On Thursday, May 12, the pound sterling hit a new 2-year low against the greenback, which has been actively gaining ground for several days. As a result, the pound sank by 0.4%, reaching 1.2198. Earlier, GBP had nearly tested the bottom, having plunged to 1.2167, its lowest level since May 2020. The reason behind such a drop is a serious weakening of the national economy which is confirmed by the recent indicators.
According to the current data, British employers added permanent staff last month at the lowest rate in over a year. This suggests that the UK labor market might be cooling. What is more, the country's economy contracted by 0.1% in March due to a sharp drop in car sales caused by supply chain disruptions.
Against this backdrop, the British currency is rapidly losing optimism. On Friday, May 13, the pound managed to recover slightly. The GBP/USD pair was trading at 1.2216. According to experts, the sterling is under heavy pressure from disappointing macroeconomic data. Over the past three months, the UK economy expanded by just 0.8% for the first quarter compared to the 1.3% growth recorded earlier. According to analysts at Commerzbank, this is a very weak result which puts serious pressure on the pound.
If the tendency of risk aversion remains in place, GBP/USD will continue to decline. If the pair fails to gain a foothold above the psychologically important level of 1.2200, then it could fall to 1.2150, the low from May 2020. The next target for the pound will be the psychological level of 1.2100. With this in mind, experts recommend staying short on the GBP/USD pair with a target of 1.2100.
The GDP growth of 0.8% in the first quarter of this year was below the expectations of the market as analysts predicted a 1% increase. Investors are concerned about the current state of the economy as they remember the Bank of England's warning of a possible recession by the end of 2022. These worries intensified a sell-off in the pound and made it even weaker.
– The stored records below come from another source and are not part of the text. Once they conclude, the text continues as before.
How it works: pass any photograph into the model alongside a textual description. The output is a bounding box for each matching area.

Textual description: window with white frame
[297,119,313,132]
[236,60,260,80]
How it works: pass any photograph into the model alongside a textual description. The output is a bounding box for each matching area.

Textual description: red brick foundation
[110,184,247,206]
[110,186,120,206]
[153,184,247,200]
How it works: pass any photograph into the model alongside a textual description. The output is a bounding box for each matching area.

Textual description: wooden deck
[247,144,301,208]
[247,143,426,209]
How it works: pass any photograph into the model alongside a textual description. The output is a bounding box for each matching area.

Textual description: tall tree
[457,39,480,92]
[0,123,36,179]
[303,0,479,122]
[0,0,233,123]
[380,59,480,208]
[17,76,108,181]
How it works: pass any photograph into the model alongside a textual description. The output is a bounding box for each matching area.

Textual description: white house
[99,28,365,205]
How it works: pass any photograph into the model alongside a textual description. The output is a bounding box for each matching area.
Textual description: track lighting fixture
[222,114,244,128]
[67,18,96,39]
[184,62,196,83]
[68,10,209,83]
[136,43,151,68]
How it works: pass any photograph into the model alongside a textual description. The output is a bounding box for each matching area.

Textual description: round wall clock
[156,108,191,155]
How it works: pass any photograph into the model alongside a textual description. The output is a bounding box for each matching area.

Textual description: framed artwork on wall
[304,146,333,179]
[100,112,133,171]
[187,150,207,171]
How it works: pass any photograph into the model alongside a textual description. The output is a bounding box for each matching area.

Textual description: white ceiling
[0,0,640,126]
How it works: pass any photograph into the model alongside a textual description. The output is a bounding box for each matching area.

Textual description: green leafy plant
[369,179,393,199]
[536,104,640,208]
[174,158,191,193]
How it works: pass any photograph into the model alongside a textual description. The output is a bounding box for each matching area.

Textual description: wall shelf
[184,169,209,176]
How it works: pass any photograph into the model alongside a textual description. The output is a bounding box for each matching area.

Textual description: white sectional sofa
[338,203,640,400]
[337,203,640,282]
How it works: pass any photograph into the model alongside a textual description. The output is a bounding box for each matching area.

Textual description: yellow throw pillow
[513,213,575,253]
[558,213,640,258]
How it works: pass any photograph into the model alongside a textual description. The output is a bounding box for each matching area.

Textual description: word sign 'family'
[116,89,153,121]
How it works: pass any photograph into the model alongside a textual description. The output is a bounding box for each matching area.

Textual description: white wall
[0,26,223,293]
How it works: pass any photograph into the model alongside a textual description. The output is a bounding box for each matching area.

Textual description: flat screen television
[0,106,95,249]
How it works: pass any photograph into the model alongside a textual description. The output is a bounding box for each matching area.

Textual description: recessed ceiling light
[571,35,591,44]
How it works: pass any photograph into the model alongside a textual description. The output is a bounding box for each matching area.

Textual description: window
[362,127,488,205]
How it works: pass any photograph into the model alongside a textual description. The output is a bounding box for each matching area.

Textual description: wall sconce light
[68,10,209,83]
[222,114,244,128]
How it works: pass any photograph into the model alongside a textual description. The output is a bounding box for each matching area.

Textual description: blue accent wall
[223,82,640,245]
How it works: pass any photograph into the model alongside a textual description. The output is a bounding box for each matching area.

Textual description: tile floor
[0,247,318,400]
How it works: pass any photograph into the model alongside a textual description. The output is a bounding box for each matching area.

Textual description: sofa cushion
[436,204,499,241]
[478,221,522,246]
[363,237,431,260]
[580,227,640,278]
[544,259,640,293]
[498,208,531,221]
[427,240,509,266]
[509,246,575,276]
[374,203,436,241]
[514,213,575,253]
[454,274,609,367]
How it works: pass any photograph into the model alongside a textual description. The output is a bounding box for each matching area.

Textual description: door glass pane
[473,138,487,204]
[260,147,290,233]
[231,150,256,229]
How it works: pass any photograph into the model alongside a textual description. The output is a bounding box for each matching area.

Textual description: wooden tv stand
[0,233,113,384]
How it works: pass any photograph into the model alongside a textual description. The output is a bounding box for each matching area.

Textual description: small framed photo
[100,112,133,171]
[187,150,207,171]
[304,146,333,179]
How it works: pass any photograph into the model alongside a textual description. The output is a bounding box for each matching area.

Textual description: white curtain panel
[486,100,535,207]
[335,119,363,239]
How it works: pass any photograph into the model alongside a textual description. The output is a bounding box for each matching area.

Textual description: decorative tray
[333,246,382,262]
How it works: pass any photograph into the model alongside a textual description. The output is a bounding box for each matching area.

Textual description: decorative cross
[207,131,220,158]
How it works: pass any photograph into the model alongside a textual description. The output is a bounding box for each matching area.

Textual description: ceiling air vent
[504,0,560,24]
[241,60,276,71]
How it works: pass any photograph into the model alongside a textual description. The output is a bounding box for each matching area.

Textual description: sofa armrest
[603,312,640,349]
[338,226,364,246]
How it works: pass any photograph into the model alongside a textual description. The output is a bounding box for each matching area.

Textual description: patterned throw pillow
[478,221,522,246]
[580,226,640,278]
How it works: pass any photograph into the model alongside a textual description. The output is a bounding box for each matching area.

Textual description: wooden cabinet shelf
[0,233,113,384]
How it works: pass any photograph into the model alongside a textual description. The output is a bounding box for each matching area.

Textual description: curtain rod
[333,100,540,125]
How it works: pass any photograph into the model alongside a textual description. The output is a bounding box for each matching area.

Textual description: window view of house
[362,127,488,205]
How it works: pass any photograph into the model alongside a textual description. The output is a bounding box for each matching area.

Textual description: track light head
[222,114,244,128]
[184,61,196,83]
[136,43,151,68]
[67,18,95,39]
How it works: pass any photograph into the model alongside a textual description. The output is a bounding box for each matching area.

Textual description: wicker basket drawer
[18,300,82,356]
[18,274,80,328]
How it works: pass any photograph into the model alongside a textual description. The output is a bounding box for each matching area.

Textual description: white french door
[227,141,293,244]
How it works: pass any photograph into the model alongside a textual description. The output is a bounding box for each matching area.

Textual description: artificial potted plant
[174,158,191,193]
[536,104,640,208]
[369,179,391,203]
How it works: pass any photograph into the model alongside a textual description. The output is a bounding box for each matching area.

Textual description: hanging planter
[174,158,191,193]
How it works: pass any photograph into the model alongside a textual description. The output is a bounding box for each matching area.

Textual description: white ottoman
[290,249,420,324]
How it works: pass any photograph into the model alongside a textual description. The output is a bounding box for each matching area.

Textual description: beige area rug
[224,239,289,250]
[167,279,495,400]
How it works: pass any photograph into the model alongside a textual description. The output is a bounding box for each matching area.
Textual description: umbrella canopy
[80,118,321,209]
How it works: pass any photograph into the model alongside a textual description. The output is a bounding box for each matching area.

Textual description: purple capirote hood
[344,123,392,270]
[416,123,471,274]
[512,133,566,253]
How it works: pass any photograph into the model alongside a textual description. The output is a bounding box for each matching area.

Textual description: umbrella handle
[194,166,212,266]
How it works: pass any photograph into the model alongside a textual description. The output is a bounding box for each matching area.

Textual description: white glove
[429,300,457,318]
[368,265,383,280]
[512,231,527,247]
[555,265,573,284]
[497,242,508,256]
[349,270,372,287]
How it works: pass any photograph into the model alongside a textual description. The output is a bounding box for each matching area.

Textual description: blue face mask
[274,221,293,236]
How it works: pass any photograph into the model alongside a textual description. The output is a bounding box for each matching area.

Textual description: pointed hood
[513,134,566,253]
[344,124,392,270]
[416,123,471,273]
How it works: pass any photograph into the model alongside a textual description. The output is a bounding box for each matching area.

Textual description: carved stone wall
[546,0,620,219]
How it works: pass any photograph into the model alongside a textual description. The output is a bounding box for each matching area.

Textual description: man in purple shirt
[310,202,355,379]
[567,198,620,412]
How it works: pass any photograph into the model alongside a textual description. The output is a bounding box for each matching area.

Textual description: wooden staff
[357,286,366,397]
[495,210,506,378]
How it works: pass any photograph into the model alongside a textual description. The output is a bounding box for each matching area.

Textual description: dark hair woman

Additional factors to weigh on the sterling include the geopolitical crisis associated with the Russian-Ukrainian conflict and some internal issues. Thus, the uncertainty around Northern Ireland is again on the agenda. The European Union is ready to suspend the trade agreement with the UK if it unilaterally revokes the Northern Ireland Protocol.
Experts fear that the conflict between the UK and the EU over the protocol may intensify. This poses a threat to the UK economy. As a result, market participants will lower their expectations of the interest rate, which will put additional pressure on the pound.
In this situation, the Bank of England will have to increase the borrowing costs to curb soaring inflation. This creates certain risks for the country's economy since the regulator has already raised interest rates four times since December 2021. Analysts at Rabobank think that the current state of affairs increases the risk of stagflation in the UK and "does not give a breather to the battered pound."
According to the BoE estimates, inflation is forecast to peak at 10.2% by the end of this year. At the same time, consumer prices in the UK are growing faster than the income of citizens. This contributes to a sharp decline in consumer activity in the country. Many analysts warn about an alarming loss of momentum in the British economy since the beginning of the year due to rising inflation.
Experts warn that the UK economy could plunge into recession in the fourth quarter of 2022. According to the Bank of England, the country's GDP is expected to shrink by 0.25% in 2023 despite a previous forecast for growth of 1.25%. In the current situation, the pound sterling is looking for any kind of support. Thus, analysts at Credit Agricole think that the British pound is a hedge against stagflation although it is currently oversold and undervalued and its potential is now limited.